Saturday, March 2, 2013
Sequestration and solitary confinement
From the Heartland, Margot McMillen writes:
This is the big documentary film festival weekend in Columbia, the True/False festival and the thermometer is stubbornly staying at 32 degrees so that when I put my Ford 150 in gear all that happens is the wheels spin. Yesterday, the temperature rose a little so I rode with Marshall to town and I got to see the grandkids, in from sunny California for the festival. James and I built a hospital ship out of leggos, his cousin’s leggos as he reminded me frequently. So we were very careful not to lose any.
We got the ship built and rescued three sick Leggo people—one with malaria, one with what James called “infinity diarrhea” and one with hypertension. Since we were out of people, having only three, we had to build a robot doctor. Fortunately, we had barrels of medicines on the ship and cured the malaria quickly.
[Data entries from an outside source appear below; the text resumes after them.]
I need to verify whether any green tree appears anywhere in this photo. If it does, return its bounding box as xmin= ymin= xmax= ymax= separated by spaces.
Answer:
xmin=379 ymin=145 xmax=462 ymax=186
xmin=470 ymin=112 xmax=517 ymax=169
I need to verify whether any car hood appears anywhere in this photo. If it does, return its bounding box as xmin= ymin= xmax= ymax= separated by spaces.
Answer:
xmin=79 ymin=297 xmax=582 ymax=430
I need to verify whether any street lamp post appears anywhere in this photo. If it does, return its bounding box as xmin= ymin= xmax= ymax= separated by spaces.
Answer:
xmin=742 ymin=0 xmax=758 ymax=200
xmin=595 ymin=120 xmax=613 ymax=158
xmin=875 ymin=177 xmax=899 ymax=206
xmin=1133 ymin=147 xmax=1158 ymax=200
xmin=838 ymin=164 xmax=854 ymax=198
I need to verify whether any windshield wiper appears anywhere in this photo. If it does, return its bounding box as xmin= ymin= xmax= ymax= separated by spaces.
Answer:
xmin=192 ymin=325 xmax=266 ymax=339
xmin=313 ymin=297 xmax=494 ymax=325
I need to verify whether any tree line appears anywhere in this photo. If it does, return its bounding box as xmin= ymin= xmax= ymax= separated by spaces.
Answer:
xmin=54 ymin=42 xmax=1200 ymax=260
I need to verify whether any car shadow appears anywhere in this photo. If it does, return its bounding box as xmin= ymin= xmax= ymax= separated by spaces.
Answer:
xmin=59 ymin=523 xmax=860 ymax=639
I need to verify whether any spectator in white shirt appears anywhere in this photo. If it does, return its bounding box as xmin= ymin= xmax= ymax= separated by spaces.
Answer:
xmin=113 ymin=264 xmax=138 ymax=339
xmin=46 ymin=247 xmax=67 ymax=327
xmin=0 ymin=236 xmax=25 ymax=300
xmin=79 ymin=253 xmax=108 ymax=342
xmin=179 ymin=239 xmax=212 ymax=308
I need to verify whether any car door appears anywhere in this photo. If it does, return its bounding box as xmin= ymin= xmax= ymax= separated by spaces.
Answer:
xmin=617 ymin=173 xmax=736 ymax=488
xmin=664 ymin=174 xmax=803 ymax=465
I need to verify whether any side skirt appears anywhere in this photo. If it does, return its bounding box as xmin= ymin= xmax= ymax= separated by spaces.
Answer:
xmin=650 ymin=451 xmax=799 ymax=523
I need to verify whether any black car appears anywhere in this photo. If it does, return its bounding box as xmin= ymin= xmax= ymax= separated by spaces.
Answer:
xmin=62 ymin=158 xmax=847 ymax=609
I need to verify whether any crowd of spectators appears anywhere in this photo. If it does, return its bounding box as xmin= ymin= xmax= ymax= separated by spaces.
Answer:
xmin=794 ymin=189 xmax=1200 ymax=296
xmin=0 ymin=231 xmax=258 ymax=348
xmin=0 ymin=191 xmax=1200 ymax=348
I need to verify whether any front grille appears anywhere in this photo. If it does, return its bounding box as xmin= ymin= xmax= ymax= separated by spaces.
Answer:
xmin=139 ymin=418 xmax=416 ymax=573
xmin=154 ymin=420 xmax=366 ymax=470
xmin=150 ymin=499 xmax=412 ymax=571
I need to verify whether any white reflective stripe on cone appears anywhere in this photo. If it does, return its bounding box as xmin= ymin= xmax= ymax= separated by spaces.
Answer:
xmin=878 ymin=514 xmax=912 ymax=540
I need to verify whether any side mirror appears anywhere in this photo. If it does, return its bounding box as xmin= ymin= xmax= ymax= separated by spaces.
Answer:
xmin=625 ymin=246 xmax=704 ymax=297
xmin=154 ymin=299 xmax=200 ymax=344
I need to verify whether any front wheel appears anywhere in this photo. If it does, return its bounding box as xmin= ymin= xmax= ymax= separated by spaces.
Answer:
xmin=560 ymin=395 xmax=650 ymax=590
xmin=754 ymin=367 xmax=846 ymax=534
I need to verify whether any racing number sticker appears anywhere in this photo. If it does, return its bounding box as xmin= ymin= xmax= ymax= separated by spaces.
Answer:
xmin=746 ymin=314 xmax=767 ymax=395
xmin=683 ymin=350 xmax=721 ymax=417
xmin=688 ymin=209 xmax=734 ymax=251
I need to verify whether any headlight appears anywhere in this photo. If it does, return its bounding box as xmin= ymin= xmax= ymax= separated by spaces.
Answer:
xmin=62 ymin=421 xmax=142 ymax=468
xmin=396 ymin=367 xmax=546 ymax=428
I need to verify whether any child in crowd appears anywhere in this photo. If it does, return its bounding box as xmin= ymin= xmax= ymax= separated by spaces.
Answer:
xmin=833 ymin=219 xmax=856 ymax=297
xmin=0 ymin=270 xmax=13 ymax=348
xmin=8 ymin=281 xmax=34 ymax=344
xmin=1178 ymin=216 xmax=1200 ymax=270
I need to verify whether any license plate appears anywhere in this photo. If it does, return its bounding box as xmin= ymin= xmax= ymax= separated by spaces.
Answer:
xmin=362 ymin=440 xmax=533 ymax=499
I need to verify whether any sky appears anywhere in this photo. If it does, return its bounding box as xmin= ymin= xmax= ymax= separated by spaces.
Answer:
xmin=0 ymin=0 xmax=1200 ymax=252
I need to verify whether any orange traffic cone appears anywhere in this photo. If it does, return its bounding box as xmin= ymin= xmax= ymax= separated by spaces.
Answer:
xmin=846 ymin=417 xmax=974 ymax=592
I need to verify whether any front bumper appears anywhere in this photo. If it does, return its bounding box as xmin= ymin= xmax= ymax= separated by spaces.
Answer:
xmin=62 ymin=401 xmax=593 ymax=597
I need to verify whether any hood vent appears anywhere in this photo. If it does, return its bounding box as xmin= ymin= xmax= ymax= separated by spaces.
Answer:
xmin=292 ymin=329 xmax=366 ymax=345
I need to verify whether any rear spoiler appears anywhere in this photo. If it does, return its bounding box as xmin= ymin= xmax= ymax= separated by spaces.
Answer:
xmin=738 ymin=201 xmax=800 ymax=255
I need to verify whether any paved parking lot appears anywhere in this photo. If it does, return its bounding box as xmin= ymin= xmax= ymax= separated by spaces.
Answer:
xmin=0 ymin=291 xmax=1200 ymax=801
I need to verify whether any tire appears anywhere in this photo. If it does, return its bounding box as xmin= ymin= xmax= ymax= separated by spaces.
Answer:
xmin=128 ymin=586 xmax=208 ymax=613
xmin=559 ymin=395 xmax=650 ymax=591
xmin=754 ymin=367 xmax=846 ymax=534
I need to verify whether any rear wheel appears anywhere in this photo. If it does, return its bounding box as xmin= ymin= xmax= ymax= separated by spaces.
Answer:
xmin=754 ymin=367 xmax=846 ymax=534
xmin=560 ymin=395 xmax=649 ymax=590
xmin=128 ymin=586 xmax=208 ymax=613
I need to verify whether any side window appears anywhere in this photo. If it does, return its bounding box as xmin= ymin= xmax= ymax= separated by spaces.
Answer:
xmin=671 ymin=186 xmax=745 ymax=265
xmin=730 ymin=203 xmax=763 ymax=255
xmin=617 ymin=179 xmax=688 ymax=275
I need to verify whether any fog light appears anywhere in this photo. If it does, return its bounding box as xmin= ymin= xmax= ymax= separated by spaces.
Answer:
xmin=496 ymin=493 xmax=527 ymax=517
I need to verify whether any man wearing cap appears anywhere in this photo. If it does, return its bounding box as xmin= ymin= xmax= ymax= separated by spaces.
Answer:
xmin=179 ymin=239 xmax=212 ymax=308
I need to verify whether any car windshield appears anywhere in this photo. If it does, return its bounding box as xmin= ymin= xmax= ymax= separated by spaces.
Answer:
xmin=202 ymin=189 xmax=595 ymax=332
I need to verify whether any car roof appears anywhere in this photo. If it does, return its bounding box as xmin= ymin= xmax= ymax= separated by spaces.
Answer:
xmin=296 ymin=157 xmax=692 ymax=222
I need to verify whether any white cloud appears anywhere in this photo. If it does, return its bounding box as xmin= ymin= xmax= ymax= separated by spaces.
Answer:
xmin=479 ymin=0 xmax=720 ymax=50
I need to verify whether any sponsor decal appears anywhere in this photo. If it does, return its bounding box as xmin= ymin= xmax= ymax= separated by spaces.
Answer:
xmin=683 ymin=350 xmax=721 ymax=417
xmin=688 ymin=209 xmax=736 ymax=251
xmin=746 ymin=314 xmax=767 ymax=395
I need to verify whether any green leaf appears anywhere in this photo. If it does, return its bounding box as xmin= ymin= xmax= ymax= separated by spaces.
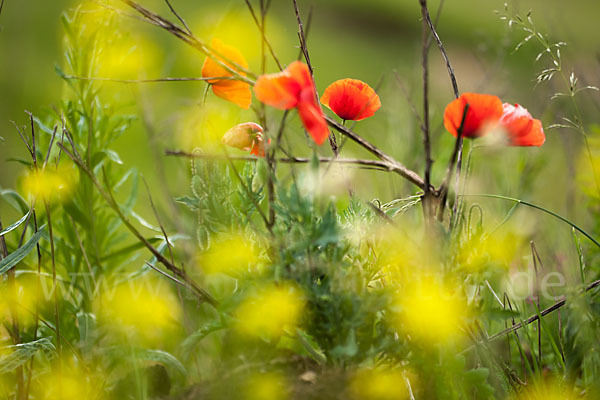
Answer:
xmin=0 ymin=225 xmax=46 ymax=274
xmin=0 ymin=189 xmax=29 ymax=213
xmin=0 ymin=338 xmax=56 ymax=374
xmin=136 ymin=349 xmax=187 ymax=376
xmin=102 ymin=149 xmax=123 ymax=165
xmin=0 ymin=210 xmax=31 ymax=236
xmin=181 ymin=321 xmax=224 ymax=357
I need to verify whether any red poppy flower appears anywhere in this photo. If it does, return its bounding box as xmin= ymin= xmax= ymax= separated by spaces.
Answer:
xmin=444 ymin=93 xmax=502 ymax=138
xmin=254 ymin=61 xmax=329 ymax=145
xmin=321 ymin=79 xmax=381 ymax=121
xmin=500 ymin=103 xmax=546 ymax=146
xmin=202 ymin=39 xmax=252 ymax=109
xmin=222 ymin=122 xmax=265 ymax=157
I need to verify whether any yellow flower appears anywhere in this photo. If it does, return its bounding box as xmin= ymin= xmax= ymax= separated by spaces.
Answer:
xmin=395 ymin=277 xmax=467 ymax=343
xmin=23 ymin=164 xmax=77 ymax=205
xmin=95 ymin=279 xmax=181 ymax=344
xmin=198 ymin=233 xmax=260 ymax=277
xmin=235 ymin=284 xmax=304 ymax=339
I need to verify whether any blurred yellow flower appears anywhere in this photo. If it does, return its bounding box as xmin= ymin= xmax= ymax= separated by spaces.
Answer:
xmin=244 ymin=372 xmax=288 ymax=400
xmin=198 ymin=233 xmax=260 ymax=277
xmin=235 ymin=284 xmax=304 ymax=339
xmin=458 ymin=230 xmax=527 ymax=272
xmin=95 ymin=279 xmax=181 ymax=344
xmin=395 ymin=277 xmax=467 ymax=343
xmin=0 ymin=277 xmax=42 ymax=326
xmin=349 ymin=368 xmax=409 ymax=400
xmin=33 ymin=367 xmax=102 ymax=400
xmin=22 ymin=164 xmax=78 ymax=201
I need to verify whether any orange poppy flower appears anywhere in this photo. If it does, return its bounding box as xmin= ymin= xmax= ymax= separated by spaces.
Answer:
xmin=202 ymin=39 xmax=252 ymax=109
xmin=321 ymin=79 xmax=381 ymax=121
xmin=500 ymin=103 xmax=546 ymax=147
xmin=222 ymin=122 xmax=265 ymax=157
xmin=254 ymin=61 xmax=329 ymax=145
xmin=444 ymin=93 xmax=502 ymax=138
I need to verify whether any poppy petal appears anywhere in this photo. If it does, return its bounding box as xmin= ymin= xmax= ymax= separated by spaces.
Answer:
xmin=321 ymin=79 xmax=381 ymax=121
xmin=254 ymin=71 xmax=301 ymax=110
xmin=500 ymin=103 xmax=546 ymax=146
xmin=444 ymin=93 xmax=502 ymax=138
xmin=297 ymin=88 xmax=329 ymax=146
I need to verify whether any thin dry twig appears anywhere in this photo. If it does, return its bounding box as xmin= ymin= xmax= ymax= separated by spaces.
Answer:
xmin=325 ymin=116 xmax=426 ymax=190
xmin=121 ymin=0 xmax=256 ymax=84
xmin=419 ymin=0 xmax=460 ymax=98
xmin=165 ymin=0 xmax=193 ymax=35
xmin=487 ymin=279 xmax=600 ymax=341
xmin=165 ymin=150 xmax=418 ymax=176
xmin=244 ymin=0 xmax=283 ymax=70
xmin=438 ymin=103 xmax=469 ymax=221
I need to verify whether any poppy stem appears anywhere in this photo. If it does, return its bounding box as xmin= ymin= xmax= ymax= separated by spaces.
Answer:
xmin=421 ymin=0 xmax=433 ymax=225
xmin=437 ymin=103 xmax=469 ymax=221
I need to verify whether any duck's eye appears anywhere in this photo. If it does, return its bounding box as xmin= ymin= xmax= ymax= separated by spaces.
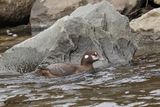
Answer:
xmin=84 ymin=55 xmax=89 ymax=59
xmin=93 ymin=52 xmax=98 ymax=56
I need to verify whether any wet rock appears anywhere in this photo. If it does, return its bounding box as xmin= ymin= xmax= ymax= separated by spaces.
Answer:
xmin=130 ymin=8 xmax=160 ymax=33
xmin=0 ymin=0 xmax=35 ymax=27
xmin=30 ymin=0 xmax=100 ymax=35
xmin=0 ymin=1 xmax=135 ymax=72
xmin=108 ymin=0 xmax=146 ymax=19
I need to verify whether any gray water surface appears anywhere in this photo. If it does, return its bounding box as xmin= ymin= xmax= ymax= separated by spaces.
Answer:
xmin=0 ymin=54 xmax=160 ymax=107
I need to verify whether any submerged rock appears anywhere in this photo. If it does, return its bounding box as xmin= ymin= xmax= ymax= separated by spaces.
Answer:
xmin=0 ymin=1 xmax=135 ymax=72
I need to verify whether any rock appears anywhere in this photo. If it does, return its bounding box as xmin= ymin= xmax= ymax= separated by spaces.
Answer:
xmin=30 ymin=0 xmax=101 ymax=35
xmin=0 ymin=1 xmax=135 ymax=72
xmin=153 ymin=0 xmax=160 ymax=5
xmin=130 ymin=8 xmax=160 ymax=33
xmin=0 ymin=0 xmax=35 ymax=27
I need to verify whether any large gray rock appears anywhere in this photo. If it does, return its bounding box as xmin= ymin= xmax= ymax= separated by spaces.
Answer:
xmin=0 ymin=0 xmax=35 ymax=27
xmin=153 ymin=0 xmax=160 ymax=5
xmin=0 ymin=1 xmax=135 ymax=72
xmin=130 ymin=8 xmax=160 ymax=33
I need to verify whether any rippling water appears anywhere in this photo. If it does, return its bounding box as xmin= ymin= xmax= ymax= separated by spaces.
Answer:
xmin=0 ymin=54 xmax=160 ymax=107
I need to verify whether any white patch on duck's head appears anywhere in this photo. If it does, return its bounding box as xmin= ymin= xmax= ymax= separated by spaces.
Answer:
xmin=91 ymin=55 xmax=99 ymax=61
xmin=84 ymin=55 xmax=89 ymax=59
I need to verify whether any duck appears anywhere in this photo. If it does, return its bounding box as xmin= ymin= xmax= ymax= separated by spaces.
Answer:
xmin=35 ymin=51 xmax=101 ymax=77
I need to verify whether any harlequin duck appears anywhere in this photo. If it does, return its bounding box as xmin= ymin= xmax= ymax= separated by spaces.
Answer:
xmin=35 ymin=51 xmax=100 ymax=77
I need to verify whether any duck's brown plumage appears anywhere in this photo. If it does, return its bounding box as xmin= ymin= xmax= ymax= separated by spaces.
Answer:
xmin=36 ymin=51 xmax=99 ymax=77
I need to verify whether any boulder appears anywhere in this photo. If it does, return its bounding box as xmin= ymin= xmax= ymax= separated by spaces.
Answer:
xmin=30 ymin=0 xmax=144 ymax=35
xmin=0 ymin=1 xmax=136 ymax=72
xmin=130 ymin=8 xmax=160 ymax=33
xmin=0 ymin=0 xmax=35 ymax=27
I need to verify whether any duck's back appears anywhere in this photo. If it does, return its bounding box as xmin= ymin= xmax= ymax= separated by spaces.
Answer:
xmin=46 ymin=63 xmax=78 ymax=76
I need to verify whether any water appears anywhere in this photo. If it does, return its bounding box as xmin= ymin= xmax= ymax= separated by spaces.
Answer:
xmin=0 ymin=54 xmax=160 ymax=107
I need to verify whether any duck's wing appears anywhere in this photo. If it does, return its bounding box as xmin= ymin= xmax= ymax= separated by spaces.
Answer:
xmin=46 ymin=63 xmax=77 ymax=76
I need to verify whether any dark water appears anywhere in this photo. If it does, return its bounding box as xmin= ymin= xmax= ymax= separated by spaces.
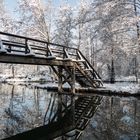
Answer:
xmin=0 ymin=84 xmax=140 ymax=140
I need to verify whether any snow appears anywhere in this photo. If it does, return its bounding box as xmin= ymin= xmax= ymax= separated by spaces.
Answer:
xmin=104 ymin=82 xmax=140 ymax=94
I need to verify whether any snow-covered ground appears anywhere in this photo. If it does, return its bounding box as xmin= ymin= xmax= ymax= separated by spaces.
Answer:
xmin=104 ymin=82 xmax=140 ymax=93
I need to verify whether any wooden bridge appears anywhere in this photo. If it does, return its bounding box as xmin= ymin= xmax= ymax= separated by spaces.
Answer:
xmin=0 ymin=32 xmax=102 ymax=93
xmin=0 ymin=32 xmax=103 ymax=140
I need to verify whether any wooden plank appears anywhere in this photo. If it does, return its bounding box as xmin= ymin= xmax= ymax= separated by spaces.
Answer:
xmin=44 ymin=87 xmax=140 ymax=97
xmin=0 ymin=53 xmax=73 ymax=66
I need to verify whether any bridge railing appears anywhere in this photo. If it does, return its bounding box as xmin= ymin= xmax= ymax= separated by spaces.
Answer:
xmin=0 ymin=32 xmax=77 ymax=59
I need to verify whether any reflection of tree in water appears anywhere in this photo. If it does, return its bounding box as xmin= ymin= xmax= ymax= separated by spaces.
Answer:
xmin=3 ymin=86 xmax=73 ymax=137
xmin=82 ymin=97 xmax=140 ymax=140
xmin=3 ymin=86 xmax=56 ymax=137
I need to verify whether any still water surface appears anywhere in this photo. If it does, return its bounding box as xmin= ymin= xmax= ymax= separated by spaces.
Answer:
xmin=0 ymin=84 xmax=140 ymax=140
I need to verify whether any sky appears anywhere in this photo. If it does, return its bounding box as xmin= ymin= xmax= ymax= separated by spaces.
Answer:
xmin=5 ymin=0 xmax=79 ymax=12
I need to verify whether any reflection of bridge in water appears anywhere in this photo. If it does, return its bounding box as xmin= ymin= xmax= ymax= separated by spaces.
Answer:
xmin=0 ymin=32 xmax=102 ymax=140
xmin=5 ymin=87 xmax=102 ymax=140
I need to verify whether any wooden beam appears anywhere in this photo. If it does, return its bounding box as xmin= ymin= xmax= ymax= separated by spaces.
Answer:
xmin=44 ymin=87 xmax=140 ymax=97
xmin=0 ymin=54 xmax=73 ymax=66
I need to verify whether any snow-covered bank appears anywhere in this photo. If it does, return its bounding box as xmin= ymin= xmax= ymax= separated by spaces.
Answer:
xmin=104 ymin=82 xmax=140 ymax=94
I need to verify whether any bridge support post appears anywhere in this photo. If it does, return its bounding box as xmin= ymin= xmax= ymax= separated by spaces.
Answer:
xmin=55 ymin=66 xmax=76 ymax=94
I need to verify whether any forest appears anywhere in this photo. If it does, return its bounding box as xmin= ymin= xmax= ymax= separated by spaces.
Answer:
xmin=0 ymin=0 xmax=140 ymax=81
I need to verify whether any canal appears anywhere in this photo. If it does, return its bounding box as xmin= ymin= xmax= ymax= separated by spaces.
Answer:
xmin=0 ymin=84 xmax=140 ymax=140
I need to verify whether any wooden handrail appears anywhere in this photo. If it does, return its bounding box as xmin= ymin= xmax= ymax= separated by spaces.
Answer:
xmin=0 ymin=31 xmax=77 ymax=50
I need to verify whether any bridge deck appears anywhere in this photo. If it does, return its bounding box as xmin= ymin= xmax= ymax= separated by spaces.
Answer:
xmin=0 ymin=53 xmax=73 ymax=66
The diarrhea case was a little more tricky, since the medication made him cough. Not a good outcome for someone with diarrhea. We were lucky, though, and found the right pills to get it under control.
The Leggo guy with hypertension was also in handcuffs. Did you know they make handcuffs for leggo characters? Do you find that outrageous? Since I’ve spent much of the snowstorm in my cozy bedroom working on an essay about women in the prison system, to accompany the memoir of a prison superintendent, I find it insane that our society will buy for plastic handcuffs for child play. Should we next begin telling them to build isolation cells from Leggos for plastic dolls in solitary confinement? It ain’t normal, folks.
Solitary confinement, which visiting experts found in a Missouri reform school, was deemed inhumane in the 1920s and had a resurgence in the 1930s. Again, the experts discouraged it but even enlightened superintendents and wardens have used it all along, even though there are barrels of medicine available that supposedly control people. With this year’s budget “sequestration,” which sounds sort of like putting money in solitary confinement, we’re going to hear a lot about isolation, confinement, shackles on our most cantankerous folks. With no money for education, medications or any kind of reward system for good behavior, it will not be surprising if officials are driven to medieval systems of treatment.
Budget cuts for federal employees? Let’s start with Congress and the President. Judges, too. One of my dairy friends, living on credit cards, figured out that if milk prices had risen like government salaries, milk would cost $25 a gallon.